Бентон заканчивает разговор и возвращается к дивану, стоящему напротив окон, около камина. На низеньком кофейном столике – блокнот и «глок». Достав из нагрудного кармана джинсовой рубашки очки для чтения, он присаживается на подлокотник дивана, открывает блокнот и начинает читать. Почерк такой, что постороннему в записях не разобраться. Страницы пронумерованы, в правом верхнем углу стоит дата. Бентон потирает подбородок и вспоминает, что не брился уже два дня. Щетина вызывает ассоциацию с колючими ветками замерзших деревьев. Он обводит кружком слова «коллективная паранойя», слегка отклоняется и смотрит через очки на кончик своего прямого тонкого носа.
На полях появляется приписка: «Сработает, когда заполним пробелы. Серьезные пробелы. Продолжаться не может. Настоящая жертва – Л., а не Г.Г. – нарцисс». Он трижды подчеркивает «нарцисс» и переворачивает страницу. Вверху заголовок – «Посттравматическое поведение». Бентон прислушивается к шуму бегущей воды и удивляется, что не слышал его раньше. «Критическая масса. Не позднее Рождества. Невыносимое напряжение. Убьет к Рождеству, если не раньше». Он ощущает ее присутствие прежде, чем слышит шаги, и поднимает голову.

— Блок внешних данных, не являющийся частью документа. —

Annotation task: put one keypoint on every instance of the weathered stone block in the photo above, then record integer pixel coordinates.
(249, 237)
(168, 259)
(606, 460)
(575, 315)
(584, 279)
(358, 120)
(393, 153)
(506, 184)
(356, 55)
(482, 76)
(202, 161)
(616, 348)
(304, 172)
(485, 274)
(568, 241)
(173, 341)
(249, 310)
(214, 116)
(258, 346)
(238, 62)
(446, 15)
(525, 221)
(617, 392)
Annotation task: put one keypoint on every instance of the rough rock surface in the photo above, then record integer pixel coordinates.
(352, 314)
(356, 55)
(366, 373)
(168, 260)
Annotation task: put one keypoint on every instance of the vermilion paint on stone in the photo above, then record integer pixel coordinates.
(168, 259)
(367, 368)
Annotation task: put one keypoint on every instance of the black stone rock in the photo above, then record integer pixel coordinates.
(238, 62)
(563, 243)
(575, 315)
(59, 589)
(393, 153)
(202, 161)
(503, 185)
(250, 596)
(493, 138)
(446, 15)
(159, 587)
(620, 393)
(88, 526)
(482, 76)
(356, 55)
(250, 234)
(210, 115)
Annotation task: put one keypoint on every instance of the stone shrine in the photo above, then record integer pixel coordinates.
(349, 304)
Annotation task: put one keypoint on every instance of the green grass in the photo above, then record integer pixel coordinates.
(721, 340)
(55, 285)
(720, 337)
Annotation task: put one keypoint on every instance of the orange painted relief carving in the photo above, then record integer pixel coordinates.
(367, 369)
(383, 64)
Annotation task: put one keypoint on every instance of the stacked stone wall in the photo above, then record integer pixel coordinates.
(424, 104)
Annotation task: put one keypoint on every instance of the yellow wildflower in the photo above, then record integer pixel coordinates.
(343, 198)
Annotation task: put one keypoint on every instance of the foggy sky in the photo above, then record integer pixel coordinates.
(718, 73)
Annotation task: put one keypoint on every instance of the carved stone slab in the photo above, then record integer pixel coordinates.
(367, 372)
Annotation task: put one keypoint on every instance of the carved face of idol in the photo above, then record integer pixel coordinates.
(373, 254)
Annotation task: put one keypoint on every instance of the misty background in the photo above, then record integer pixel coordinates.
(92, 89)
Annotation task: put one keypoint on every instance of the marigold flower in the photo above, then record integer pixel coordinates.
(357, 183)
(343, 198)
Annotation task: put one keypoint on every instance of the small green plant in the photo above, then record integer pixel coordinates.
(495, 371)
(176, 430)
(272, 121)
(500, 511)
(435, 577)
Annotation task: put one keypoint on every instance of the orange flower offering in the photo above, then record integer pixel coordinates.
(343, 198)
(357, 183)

– Кто это был? – спрашивает Генри. Генри – сокращенное от Генриетта. Она стоит на лестничной площадке, положив тонкую, изящную руку на перила. Генри Уолден смотрит на него с другой стороны гостиной.
– Доброе утро, – говорит Бентон. – Вы не в душе? Кофе готов.
Генри запахивает поплотнее скромный красный фланелевый халат. Зеленые глаза еще сонные, но уже настороженные, и смотрит она на Бентона изучающе, как будто между ними стоит прерванный спор или даже стычка. Ей двадцать восемь, и она по-своему привлекательна. Черты лица далеки от идеальных из-за слишком выразительного и, как ей представляется, слишком большого носа. Зубы тоже отнюдь не верх совершенства, но в данный момент никто не убедит Генри, что у нее чудесная улыбка и что она обворожительна и соблазнительна, даже когда не пытается пустить в ход свои чары. Бентон, впрочем, убеждать ее не пытался и не собирается – слишком опасно.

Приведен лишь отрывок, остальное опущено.